Узы крови - Мэрфи Уоррен. Страница 10
— Это была последняя, — сказала она Римо. — Ты что-нибудь видишь?
— Куда ни глянь, песок, — ответил тот. — Но скоро придет помощь. Как, радар наверняка нас поймал, а?
Лорна покачала головой.
— Не обязательно. Иногда можно угодить как раз между двумя радарами, в мертвую зону. Но они начнут прочесывать трассу. Надо ждать.
— А ты молодец, Лорна, — сказал Римо.
— Ты тоже. Знаешь, остальные думают, что кабина раскололась при крушении.
— А ты разве так не думаешь?
— Я видела, как ты вскрыл фюзеляж.
— Тебе померещилось.
— Не хочешь говорить — не надо, — сказала она. — Что еще надо сделать?
— Почему ты меня спрашиваешь?
— Пилоты погибли. Теперь ты — главный.
Римо кивнул. Он смотрел на девочку, которую вынес в самую последнюю минуту. Она стояла на коленях между неподвижно лежащими на песке женщиной и мужчиной.
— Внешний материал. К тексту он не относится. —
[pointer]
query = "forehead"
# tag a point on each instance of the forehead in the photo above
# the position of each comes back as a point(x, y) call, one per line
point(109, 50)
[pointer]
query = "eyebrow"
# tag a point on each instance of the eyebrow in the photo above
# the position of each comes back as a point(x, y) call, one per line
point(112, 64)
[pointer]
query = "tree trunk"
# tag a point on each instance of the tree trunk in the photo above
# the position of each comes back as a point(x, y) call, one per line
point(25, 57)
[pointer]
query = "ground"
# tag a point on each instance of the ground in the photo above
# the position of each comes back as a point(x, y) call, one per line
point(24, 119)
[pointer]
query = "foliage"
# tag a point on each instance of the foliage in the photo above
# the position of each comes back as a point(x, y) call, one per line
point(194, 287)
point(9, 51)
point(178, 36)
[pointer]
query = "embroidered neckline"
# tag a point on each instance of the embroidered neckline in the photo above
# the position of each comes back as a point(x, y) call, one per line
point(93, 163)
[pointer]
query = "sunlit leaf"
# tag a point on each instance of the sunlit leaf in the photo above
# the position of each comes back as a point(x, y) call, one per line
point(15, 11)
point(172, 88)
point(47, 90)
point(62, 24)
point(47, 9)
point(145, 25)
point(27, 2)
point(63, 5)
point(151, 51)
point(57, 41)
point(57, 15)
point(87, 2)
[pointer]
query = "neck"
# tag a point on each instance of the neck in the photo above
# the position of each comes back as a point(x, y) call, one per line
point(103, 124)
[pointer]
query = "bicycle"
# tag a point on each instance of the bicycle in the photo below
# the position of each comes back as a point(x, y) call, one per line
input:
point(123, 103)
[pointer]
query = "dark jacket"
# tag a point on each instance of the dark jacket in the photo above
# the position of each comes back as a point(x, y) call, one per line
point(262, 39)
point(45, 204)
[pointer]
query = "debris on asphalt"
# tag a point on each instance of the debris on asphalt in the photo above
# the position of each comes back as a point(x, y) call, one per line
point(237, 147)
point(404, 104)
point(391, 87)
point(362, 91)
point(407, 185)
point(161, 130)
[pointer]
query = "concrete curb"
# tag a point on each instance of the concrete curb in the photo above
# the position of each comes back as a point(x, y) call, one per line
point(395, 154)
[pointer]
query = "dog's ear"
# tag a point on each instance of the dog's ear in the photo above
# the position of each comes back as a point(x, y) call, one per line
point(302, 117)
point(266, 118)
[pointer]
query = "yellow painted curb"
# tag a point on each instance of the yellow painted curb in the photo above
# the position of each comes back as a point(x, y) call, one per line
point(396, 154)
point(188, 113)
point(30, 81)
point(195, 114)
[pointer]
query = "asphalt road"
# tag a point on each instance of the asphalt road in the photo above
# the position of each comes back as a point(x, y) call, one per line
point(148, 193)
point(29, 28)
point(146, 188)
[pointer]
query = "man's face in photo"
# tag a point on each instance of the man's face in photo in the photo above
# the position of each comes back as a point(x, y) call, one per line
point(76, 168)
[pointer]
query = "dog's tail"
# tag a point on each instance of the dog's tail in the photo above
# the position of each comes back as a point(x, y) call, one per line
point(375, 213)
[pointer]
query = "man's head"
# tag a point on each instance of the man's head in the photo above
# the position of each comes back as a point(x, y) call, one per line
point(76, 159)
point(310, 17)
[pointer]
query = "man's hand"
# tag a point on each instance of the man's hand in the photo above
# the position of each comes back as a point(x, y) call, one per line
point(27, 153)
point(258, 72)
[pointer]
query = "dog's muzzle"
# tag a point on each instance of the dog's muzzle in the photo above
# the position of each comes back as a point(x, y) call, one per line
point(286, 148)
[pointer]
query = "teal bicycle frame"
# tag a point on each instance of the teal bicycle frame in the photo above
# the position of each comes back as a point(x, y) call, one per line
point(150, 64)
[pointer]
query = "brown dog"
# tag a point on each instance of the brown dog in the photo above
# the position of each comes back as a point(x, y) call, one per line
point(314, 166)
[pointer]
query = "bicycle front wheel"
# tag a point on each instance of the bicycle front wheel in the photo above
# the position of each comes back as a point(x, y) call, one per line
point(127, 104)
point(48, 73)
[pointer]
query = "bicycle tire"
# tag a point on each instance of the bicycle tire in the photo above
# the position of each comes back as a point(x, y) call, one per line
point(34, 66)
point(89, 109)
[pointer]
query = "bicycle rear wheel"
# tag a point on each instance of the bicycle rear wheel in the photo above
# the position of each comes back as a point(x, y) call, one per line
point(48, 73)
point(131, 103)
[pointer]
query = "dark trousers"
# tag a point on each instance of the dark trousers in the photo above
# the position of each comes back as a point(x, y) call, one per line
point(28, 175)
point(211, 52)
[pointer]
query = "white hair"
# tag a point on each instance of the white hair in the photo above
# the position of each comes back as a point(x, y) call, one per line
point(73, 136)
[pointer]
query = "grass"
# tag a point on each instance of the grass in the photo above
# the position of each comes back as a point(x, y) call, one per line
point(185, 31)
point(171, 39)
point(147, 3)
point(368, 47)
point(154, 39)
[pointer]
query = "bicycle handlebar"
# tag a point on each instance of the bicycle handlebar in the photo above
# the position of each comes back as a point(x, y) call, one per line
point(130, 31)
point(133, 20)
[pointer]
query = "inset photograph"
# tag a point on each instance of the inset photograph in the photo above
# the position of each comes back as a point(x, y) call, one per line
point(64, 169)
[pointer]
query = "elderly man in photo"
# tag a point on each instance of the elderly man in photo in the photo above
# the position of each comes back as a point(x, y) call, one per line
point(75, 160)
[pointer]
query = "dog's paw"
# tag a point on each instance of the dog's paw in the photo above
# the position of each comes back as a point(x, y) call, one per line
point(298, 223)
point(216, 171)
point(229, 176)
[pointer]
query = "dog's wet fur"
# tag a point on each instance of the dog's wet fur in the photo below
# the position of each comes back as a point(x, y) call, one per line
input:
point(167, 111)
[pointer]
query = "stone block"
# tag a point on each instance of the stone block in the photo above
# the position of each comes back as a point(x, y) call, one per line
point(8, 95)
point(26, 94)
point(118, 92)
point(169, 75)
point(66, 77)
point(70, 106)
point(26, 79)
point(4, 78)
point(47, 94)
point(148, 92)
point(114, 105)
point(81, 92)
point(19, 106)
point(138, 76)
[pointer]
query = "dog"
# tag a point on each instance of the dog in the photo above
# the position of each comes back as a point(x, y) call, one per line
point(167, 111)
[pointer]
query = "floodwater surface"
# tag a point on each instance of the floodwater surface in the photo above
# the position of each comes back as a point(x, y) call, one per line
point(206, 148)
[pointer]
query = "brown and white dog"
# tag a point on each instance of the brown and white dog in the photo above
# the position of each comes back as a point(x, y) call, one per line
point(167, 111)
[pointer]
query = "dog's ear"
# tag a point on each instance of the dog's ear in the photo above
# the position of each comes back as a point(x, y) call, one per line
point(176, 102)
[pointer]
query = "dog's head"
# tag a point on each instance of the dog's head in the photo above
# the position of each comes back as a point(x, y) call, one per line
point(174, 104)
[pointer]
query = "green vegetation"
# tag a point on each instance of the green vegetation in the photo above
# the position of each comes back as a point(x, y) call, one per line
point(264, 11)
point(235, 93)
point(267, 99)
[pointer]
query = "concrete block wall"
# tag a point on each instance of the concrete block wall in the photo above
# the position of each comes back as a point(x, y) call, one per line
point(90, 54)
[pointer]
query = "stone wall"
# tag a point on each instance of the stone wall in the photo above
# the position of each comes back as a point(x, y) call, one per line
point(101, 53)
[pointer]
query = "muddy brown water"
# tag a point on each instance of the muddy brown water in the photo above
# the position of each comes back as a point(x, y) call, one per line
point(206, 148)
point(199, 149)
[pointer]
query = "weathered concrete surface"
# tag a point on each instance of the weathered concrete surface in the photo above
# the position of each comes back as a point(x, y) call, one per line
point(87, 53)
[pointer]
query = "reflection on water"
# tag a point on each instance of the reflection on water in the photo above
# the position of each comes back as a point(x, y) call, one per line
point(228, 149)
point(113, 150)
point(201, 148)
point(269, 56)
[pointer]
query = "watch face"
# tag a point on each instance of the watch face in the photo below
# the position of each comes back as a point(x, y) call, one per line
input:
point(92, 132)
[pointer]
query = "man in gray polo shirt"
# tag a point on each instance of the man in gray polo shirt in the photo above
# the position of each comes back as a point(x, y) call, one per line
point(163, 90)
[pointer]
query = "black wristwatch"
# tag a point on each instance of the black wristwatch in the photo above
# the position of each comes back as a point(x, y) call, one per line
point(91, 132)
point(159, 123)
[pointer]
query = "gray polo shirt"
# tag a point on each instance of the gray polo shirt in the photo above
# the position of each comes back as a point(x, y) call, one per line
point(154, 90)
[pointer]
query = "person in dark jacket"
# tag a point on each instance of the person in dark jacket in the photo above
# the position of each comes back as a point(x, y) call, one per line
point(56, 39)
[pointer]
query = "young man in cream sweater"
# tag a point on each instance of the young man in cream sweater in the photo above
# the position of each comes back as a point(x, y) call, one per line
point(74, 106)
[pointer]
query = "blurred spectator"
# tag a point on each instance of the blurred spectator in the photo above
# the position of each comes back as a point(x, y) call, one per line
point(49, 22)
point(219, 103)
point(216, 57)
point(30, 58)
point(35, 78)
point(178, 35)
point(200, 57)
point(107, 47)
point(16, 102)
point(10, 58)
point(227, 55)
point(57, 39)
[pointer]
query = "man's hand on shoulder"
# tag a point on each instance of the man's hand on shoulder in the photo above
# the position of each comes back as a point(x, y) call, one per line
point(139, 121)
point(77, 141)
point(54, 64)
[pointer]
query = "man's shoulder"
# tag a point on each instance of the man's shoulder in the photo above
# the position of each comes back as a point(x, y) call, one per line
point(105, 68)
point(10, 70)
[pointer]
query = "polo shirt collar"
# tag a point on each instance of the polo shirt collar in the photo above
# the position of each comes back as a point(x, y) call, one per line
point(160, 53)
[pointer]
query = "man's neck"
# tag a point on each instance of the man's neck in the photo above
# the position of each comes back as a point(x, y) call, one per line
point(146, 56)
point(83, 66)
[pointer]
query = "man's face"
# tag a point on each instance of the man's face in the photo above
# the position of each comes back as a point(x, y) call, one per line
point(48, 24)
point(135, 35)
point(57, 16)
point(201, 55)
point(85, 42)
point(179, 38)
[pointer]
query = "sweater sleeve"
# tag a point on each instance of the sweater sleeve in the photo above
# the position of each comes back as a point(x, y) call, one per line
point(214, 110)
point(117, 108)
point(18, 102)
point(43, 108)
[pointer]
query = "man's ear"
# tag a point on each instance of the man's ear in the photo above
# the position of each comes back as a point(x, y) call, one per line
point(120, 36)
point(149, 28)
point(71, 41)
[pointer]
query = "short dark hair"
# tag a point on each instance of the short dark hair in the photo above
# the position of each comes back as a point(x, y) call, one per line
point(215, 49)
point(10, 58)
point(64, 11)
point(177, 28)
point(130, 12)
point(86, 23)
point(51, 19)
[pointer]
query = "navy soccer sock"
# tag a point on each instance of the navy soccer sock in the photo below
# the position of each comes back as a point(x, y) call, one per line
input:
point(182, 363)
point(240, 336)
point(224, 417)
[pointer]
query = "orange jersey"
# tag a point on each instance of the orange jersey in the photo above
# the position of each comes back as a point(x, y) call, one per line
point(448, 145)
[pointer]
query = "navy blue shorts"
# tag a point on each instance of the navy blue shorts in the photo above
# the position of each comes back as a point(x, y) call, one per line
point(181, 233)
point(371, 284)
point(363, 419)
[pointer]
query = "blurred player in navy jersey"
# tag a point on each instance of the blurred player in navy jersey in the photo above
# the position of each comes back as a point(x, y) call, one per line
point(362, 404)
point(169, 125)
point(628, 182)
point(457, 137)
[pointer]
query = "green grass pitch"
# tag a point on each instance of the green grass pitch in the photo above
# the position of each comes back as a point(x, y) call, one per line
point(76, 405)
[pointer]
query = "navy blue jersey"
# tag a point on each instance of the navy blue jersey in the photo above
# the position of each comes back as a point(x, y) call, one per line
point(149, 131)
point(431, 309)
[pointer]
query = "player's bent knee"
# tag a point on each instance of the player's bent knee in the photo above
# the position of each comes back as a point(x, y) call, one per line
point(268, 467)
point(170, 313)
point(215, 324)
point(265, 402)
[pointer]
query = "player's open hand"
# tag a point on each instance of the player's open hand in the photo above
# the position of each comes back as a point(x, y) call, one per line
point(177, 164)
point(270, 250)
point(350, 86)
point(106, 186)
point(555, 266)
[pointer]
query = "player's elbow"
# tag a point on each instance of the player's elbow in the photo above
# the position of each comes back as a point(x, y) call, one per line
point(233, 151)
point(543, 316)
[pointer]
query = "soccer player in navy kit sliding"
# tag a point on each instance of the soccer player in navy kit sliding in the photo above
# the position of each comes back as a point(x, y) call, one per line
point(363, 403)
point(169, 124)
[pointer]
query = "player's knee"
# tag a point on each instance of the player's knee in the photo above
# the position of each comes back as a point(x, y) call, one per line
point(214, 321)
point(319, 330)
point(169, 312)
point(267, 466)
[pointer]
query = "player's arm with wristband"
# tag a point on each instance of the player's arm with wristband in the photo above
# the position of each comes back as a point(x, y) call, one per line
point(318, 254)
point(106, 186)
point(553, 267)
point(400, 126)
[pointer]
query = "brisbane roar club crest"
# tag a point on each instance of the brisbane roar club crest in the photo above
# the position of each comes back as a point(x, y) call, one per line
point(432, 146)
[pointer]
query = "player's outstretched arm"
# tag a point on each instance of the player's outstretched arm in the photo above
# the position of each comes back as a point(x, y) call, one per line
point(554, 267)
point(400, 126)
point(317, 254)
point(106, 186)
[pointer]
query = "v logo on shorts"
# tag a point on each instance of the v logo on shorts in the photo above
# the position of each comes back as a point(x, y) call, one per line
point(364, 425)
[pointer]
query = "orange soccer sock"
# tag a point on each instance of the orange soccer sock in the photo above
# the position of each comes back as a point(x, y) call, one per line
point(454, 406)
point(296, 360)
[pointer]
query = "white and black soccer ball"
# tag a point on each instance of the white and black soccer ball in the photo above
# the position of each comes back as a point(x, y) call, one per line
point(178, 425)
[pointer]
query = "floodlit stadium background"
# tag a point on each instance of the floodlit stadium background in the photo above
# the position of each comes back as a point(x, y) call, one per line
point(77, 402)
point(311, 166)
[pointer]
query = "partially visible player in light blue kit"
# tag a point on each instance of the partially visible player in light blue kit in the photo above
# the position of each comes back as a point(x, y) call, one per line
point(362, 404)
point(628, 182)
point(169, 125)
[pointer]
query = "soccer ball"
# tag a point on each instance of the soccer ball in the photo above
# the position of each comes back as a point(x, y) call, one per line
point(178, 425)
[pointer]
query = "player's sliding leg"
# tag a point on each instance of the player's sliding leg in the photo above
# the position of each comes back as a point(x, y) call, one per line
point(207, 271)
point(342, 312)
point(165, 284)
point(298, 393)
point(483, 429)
Кто-то прикрыл им лица носовыми платками.
Римо подошел и тоже встал на колени.
— Это твои родители? — спросил он.
— Они в раю, — со слезами сказала девочка.
Римо взял ее на руки и отнес к Лорне.
— Побудь с ней.
— Что ты собираешься делать?
— То, чему меня учили, — сказал Римо и направился куда-то в пустыню.
Ветер перемешивал песок, заметая следы, но для Римо это значения не имело.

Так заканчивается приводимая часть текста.